That is a good idea. Just so I understand: you would want to get rid of larger log sections so that people can use it directly for lumber/woodworking purposes right? Would you be interested in trying to sell it to these people as well, or are you mostly just trying to move it?


----------



## 2treeornot2tree (Jun 9, 2013)

Do you just service Atlanta area or all over the country? Just curious, how many dumps sites do you have in my area. Zip 17601


----------



## durkie (Jun 9, 2013)

2treeornot2tree said:


> Do you just service Atlanta area or all over the country? Just curious, how many dumps sites do you have in my area. Zip 17601



We've been working the kinks out in Atlanta, but are definitely looking to try it out in other parts of the country as well. 

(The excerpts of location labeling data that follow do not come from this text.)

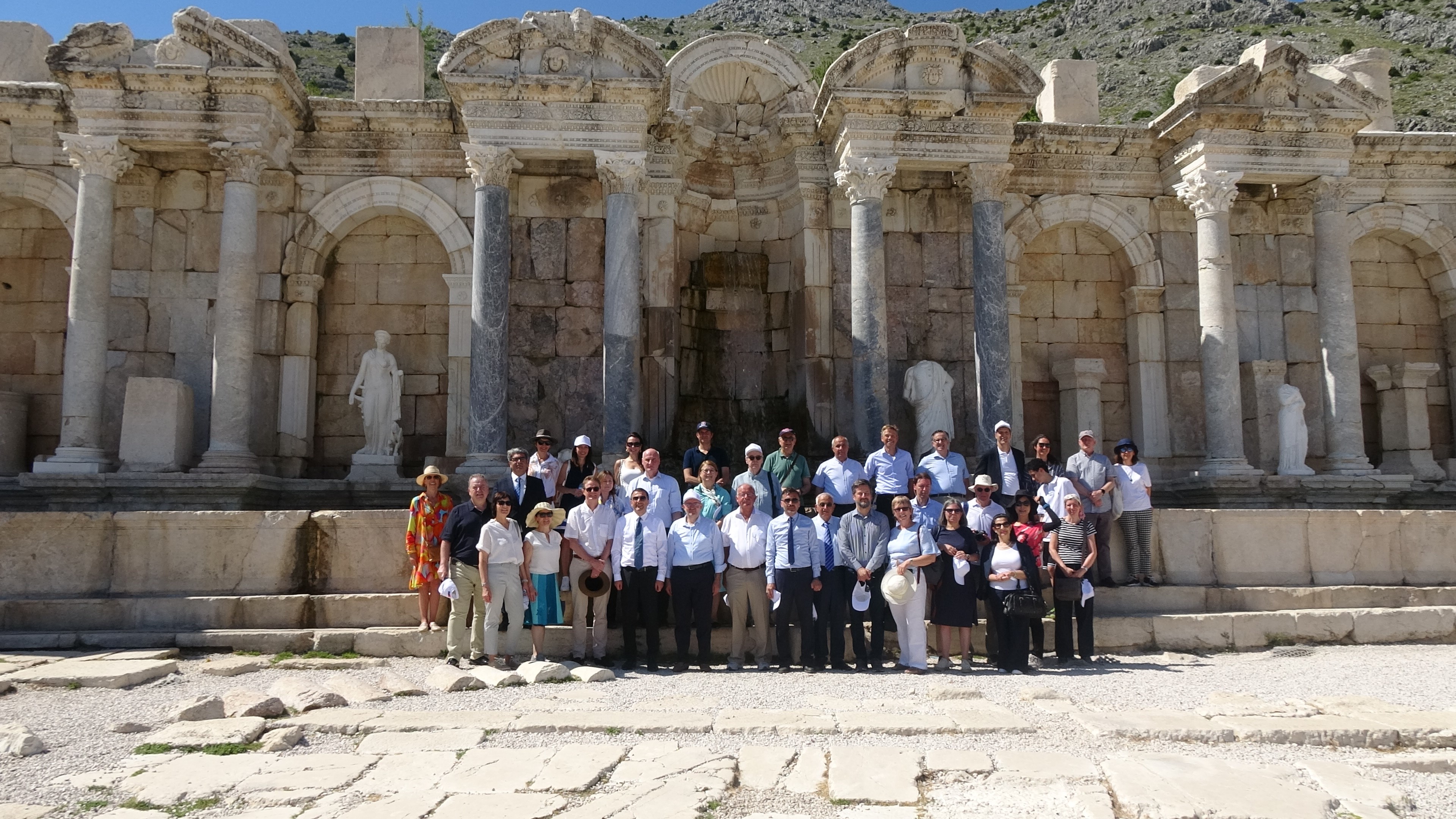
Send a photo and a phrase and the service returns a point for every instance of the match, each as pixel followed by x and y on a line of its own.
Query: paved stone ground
pixel 1360 731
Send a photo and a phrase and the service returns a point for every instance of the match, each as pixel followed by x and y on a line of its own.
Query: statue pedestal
pixel 376 468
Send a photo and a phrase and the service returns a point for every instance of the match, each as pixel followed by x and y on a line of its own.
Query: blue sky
pixel 154 18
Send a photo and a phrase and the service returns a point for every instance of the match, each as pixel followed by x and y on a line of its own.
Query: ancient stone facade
pixel 589 238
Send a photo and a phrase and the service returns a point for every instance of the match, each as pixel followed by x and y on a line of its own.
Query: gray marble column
pixel 1340 349
pixel 622 176
pixel 988 183
pixel 101 162
pixel 865 181
pixel 490 169
pixel 1210 195
pixel 235 314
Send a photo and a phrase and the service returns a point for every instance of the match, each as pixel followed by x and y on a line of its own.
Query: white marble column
pixel 622 174
pixel 1338 346
pixel 865 181
pixel 993 385
pixel 1406 423
pixel 490 169
pixel 1148 371
pixel 1079 382
pixel 298 373
pixel 1210 195
pixel 101 162
pixel 235 312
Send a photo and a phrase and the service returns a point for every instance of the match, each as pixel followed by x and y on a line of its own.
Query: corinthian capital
pixel 986 180
pixel 242 162
pixel 865 177
pixel 621 171
pixel 490 165
pixel 1208 193
pixel 1327 193
pixel 104 157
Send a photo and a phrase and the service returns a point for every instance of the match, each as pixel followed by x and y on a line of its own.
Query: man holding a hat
pixel 693 573
pixel 590 528
pixel 1091 474
pixel 1007 465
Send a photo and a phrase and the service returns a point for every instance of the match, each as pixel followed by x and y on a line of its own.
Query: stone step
pixel 1158 632
pixel 372 610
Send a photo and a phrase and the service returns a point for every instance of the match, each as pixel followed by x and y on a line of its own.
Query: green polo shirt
pixel 790 471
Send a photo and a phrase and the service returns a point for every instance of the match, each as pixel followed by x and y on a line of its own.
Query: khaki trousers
pixel 747 591
pixel 468 581
pixel 579 615
pixel 506 595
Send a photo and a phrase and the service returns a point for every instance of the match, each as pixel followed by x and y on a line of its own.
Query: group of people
pixel 890 544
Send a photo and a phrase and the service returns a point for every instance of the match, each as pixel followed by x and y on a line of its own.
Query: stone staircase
pixel 1170 618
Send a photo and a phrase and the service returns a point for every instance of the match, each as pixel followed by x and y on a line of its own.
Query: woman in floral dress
pixel 427 519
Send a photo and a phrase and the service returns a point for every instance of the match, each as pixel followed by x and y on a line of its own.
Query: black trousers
pixel 797 601
pixel 875 614
pixel 830 604
pixel 1011 634
pixel 638 604
pixel 693 601
pixel 1066 611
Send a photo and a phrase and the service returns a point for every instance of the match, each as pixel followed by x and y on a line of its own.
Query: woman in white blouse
pixel 910 549
pixel 504 579
pixel 1138 512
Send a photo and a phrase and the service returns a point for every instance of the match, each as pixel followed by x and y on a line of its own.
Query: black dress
pixel 956 602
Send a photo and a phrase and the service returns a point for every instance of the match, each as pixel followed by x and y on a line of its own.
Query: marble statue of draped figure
pixel 378 390
pixel 1293 433
pixel 928 390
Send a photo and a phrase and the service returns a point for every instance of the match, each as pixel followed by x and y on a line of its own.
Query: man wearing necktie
pixel 833 596
pixel 794 562
pixel 640 570
pixel 523 490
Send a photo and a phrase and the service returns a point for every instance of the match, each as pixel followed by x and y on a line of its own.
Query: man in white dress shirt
pixel 746 532
pixel 664 497
pixel 640 572
pixel 838 477
pixel 590 528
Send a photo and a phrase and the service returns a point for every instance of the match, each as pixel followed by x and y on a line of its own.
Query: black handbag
pixel 1026 604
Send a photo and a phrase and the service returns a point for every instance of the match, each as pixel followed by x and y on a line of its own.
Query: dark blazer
pixel 535 493
pixel 1027 560
pixel 991 465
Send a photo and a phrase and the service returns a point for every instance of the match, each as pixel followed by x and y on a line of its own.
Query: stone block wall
pixel 386 275
pixel 1072 308
pixel 36 251
pixel 1398 321
pixel 555 321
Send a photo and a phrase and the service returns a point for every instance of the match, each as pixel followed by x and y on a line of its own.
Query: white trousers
pixel 910 626
pixel 507 596
pixel 579 615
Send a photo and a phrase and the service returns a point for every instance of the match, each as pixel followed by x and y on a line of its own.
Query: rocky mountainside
pixel 1142 47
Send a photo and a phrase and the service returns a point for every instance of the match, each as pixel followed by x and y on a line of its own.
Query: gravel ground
pixel 1425 677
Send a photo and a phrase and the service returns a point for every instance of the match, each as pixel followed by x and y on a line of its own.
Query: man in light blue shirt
pixel 794 562
pixel 950 475
pixel 927 511
pixel 838 475
pixel 890 470
pixel 664 497
pixel 695 569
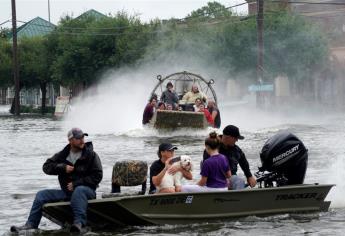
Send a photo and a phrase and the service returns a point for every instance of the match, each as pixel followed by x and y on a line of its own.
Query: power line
pixel 4 22
pixel 312 3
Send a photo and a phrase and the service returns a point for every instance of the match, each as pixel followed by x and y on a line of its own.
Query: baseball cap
pixel 170 84
pixel 166 147
pixel 76 133
pixel 232 131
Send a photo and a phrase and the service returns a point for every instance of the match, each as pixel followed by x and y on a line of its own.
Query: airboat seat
pixel 128 173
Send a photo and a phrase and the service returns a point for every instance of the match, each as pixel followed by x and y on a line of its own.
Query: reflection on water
pixel 28 141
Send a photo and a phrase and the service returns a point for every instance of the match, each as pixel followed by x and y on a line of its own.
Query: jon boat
pixel 280 190
pixel 182 82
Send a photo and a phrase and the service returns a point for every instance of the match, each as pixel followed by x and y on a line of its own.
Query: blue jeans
pixel 78 199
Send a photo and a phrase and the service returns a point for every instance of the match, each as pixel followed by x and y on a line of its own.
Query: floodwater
pixel 26 142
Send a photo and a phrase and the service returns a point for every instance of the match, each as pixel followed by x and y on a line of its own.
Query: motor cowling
pixel 286 157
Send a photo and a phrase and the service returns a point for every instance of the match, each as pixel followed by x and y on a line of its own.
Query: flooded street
pixel 26 142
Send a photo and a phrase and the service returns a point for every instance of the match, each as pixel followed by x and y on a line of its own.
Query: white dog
pixel 172 183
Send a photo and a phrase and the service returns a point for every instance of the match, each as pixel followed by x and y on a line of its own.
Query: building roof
pixel 91 13
pixel 35 27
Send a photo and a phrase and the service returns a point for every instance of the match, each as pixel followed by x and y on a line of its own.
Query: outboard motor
pixel 284 160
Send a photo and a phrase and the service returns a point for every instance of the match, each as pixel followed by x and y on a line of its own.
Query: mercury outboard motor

We don't have dump sites where you are right now, but that's deliberate -- we don't want to sign up a bunch of people expecting chips and then have nothing lined up to actually deliver them. 

But I can set up an account for you, we can add in the places you currently dump chips, and we can work on building a bigger network of dump sites for you from there. Use it free-of-charge for a month or two and see if it's something that could work for you.

Would that work? If you end up not liking it, we respect that and all we'd ask from you is feedback so we can make it better.

Our goal is to make this an aspect of tree work that you guys don't have to worry about anymore: Pull up the app, find someone close by, drop off the chips, done.

Craig


----------